Remarkably, the company achieves a population penetration rate of 90% among young consumers, and the 25-44 years old segment contributes about 70% to the total GMV. Apart from the strong brand loyalty, the average revenue per user (ARPU) has tripled in the last five years, proving Alibaba’s ecosystem resilience and ability to effectively monetize its users. Consequently, the company will effectively progress in its pursuit of increasing and reducing operational costs.

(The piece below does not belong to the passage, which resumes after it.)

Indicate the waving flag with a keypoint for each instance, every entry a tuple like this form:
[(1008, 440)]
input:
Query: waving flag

It is also a point of emphasis that Alibaba’s ‘Taobao Deals’ and ‘Taocaicai’ are becoming a major source of attracting new customers in the low-income demographic of China, which might result in a lower ARPU. Taobao Deals had 280 million Annual Active Customers (AAC) in 2021, up 39 million from the prior quarter with 100% growth in paid orders. In contrast, International Commerce Retail AACs grew by 16 million QoQ to 301 million. Amid growing competition, it would be an edge for the company to target the accumulation of international customers who can directly increase its ARPU.
Almost all the profit generated by the business is currently coming from its core commerce business, while Ali Cloud and other loss-making segments are quickly catching up with great growth metrics. Even though BABA is trekking treacherous waters, the growing customer base, and the increased investments in the non-core business segments such as cloud computing, which are showing robust growth, are well-positioned for promising future revenue generation.

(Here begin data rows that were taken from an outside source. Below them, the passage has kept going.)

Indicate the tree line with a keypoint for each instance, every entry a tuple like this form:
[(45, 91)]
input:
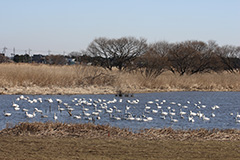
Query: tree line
[(187, 57), (133, 54)]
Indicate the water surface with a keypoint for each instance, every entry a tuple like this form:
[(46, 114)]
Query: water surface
[(172, 102)]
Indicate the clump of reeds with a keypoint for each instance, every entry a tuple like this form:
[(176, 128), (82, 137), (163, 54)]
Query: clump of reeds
[(30, 75), (90, 130)]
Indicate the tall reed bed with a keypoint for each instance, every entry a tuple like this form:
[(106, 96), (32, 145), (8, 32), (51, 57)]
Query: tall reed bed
[(27, 75)]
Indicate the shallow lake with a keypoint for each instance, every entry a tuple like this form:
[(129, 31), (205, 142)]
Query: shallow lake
[(185, 110)]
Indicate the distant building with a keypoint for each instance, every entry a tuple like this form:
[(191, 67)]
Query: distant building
[(38, 58)]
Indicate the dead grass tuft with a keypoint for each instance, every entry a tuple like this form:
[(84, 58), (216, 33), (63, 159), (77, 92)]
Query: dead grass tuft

Valuation is no longer based on Fundamentals
Even though the market sentiment around BABA has moved negatively across the board in the previous year, almost all of it has been politically charged with negligible culpability on Alibaba’s part; this has resulted in the dirt-cheap share valuation, especially considering that the company is a free cash flow (FCF) generation machine. With an FCF of $9.93 per share, the 10-year DCF model suggests an intrinsic value of around $189 using a 10% annual growth rate, 4% terminal rate, and 9% discount rate (my required rate of return). Comparably, based on the company’s current FCF/share, the price to FCF ratio of 10 is the lowest of all its peers like JD.com’s at 16.45 and Pinduoduo Inc.’s at 13.37.
Additionally, the company has amassed $77.9 billion of cash and cash equivalents as of the year-end, representing nearly 29% of its market capitalization, with a net cash per share of $18.49 after debt obligations. As of today, the short interest in BABA stock stands at 1.71% of the float, down 3.65% than last month and nearly halved YoY, showing the market’s overall uncertainty over further stock declines. Likewise, veteran investors such as Charlie Munger have doubled down on their BABA positions, signifying the stock’s dirt-cheap price tag.

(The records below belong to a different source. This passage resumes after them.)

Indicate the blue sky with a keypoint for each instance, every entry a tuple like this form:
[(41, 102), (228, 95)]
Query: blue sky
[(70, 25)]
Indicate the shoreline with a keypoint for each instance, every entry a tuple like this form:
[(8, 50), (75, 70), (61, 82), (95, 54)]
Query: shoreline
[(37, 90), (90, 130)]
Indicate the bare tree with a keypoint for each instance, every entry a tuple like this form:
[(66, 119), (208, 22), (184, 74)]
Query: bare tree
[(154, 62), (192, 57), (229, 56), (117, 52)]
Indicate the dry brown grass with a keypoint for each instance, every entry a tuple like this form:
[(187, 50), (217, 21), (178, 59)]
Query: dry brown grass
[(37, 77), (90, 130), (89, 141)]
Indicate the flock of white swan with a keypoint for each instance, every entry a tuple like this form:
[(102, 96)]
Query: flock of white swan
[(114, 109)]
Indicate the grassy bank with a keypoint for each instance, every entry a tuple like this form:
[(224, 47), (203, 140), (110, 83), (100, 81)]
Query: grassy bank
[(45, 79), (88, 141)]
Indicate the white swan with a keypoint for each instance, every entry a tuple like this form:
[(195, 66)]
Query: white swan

Achieving the 2022 guidance for BABA will be a huge win, and the stock is likely to respond in kind as investors start to reiterate their faith in the company. Right now, the company is riddled with extrinsic factors that are weighing down the stock, and showing resilience and growth through the storm will start moving the stock in the right direction.
Daniel O’Keefe, managing director and portfolio manager at Artisan Partners, goes on to call the company “Cheapest Company in the World’ Outside Russia” because of its ludicrously attractive valuation metrics that make the online retail behemoth a value stock. With such strong fundamentals and financials, BABA will withstand all the noise and create great shareholder wealth in the long run.
The previous two years have been testing the patience of BABA investors. Therefore, this is exactly the point where the risk-averse investor gets an opportunity to own at dirt cheap price one of the upcoming largest companies by revenue in the world by 2030. Accordingly, I maintain my buy position in BABA for the next decade.